Thanks @RobertIndie yes I see a number of them all with the same message
{"log":{"consumerID":76,
"error":"unexpected EOF","level":"ERROR","local_addr":{"IP":"10.108.35.29","Port":51180,"Zone":""},
"msg":"handle message Id: ledgerId:60350 entryId:361 partition:-1",
"remote_addr":{"ForceQuery":false,"Fragment":"","Host":"platform-pulsar-broker-0.platform-pulsar-broker.t-bt.svc.cluster.local:6650","OmitHost":false,"Opaque":"","Path":"","RawFragment":"","RawPath":"","RawQuery":"","Scheme":"pulsar","User":null},"time":"2025-02-20T13:46:26.095528909Z"},"stream":"stdout","timestamp":1740059186095}
Sorry for the late reply. Seems I misunderstood and thought it was just a logging issue.
{"log":{"consumerID":76, "error":"unexpected EOF","level":"ERROR","local_addr":{"IP":"10.108.35.29","Port":51180,"Zone":""}, "msg":"handle message Id: ledgerId:60350 entryId:361 partition:-1", "remote_addr":{"ForceQuery":false,"Fragment":"","Host":"platform-pulsar-broker-0.platform-pulsar-broker.t-bt.svc.cluster.local:6650","OmitHost":false,"Opaque":"","Path":"","RawFragment":"","RawPath":"","RawQuery":"","Scheme":"pulsar","User":null},"time":"2025-02-20T13:46:26.095528909Z"},"stream":"stdout","timestamp":1740059186095}
Which compression algorithm were you using? Could you try using another client, like a Java client, to consume that topic if the issue happens again? This will help us determine if the message is actually corrupted or if there's a problem with the Go client's decompression. How often does this issue occur? Does it only affect a few messages within a topic?
@RobertIndie we are using CompressionType.LZ4
We have other services consuming the same data that are in Java and they do not report any errors. We gauge it occurs roughly 2% of our audio workflows. The downside is we are streaming binary data (audio) so the corruption of any one packet disrupts the entire stream.
we are using CompressionType.LZ4
That's strange. The LZ4 decompression doesn't seem to use the reader, so it shouldn't cause the EOF error. Maybe I missed something. However, I noticed that version v2.0.5 of LZ4 is outdated, so I submitted a PR to upgrade it to v4: https://github.com/apache/pulsar-client-go/pull/1341. The new version of LZ4 has resolved many EOF errors, but I'm not sure if it addresses this issue.
I also submitted another PR to improve the decompression error message to include more useful information: https://github.com/apache/pulsar-client-go/pull/1342.

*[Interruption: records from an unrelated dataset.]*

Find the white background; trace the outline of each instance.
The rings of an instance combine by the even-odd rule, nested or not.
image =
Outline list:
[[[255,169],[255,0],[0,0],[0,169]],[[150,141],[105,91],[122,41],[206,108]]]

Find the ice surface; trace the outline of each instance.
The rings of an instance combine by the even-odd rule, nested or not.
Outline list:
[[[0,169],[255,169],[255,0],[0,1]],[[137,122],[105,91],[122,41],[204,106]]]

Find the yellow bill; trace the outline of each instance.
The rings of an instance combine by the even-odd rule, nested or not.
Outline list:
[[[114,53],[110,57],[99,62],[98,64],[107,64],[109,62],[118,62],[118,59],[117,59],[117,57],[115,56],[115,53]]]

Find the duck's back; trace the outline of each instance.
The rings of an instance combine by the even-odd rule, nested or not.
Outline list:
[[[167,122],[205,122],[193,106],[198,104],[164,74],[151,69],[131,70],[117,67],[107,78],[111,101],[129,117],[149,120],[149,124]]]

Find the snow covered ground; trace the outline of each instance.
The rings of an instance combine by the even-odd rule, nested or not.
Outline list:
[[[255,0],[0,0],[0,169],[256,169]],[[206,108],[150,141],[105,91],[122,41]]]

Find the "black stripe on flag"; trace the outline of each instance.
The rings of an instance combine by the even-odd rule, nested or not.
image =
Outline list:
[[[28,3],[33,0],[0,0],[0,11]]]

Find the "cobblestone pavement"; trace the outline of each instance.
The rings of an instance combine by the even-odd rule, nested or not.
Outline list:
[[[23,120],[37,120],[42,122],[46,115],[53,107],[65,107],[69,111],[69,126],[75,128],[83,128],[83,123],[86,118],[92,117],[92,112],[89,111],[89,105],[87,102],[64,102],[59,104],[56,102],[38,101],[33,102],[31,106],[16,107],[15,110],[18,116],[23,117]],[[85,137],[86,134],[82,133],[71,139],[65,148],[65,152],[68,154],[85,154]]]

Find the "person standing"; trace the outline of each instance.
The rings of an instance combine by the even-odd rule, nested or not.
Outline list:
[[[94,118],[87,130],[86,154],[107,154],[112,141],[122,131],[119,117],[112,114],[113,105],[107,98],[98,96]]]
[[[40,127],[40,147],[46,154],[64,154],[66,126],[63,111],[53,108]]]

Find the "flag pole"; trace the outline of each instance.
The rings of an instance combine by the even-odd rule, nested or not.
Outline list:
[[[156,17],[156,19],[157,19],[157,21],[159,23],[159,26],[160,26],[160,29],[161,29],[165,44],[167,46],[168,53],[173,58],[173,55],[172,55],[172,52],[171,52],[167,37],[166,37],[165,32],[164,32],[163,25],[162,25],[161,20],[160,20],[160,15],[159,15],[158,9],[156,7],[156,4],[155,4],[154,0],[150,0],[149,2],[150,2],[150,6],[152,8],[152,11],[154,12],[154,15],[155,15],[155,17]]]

After mering this PR, we can try it again and hope we can get more helpful info.
Awesome - thank you @RobertIndie !!!
@nodece would it be possible to include these two PRs (or at least the logging one) in the 0.15.0 release or will it be in a subsequent release?
https://github.com/apache/pulsar-client-go/releases/tag/v0.15.0-candidate-1
@frankjkelly It has been a long time since the last release candidate was submitted for voting, but no PMC members have participated in the vote. As a result, I will no longer proceed with the release process.
If you want to use the latest version, please use the following command:
go get github.com/apache/pulsar-client-go@master
@nodece Sorry to hear about the release. My company has a contract with StreamNative so perhaps I can create an ask of the organization and see if that will help move the release along (with or without the changes).
@frankjkelly The StreamNative has multiple PMC members, it will be helpful.
@nodece I can help move the release forward. Or would you like to hand it over to me for 0.15.0 release?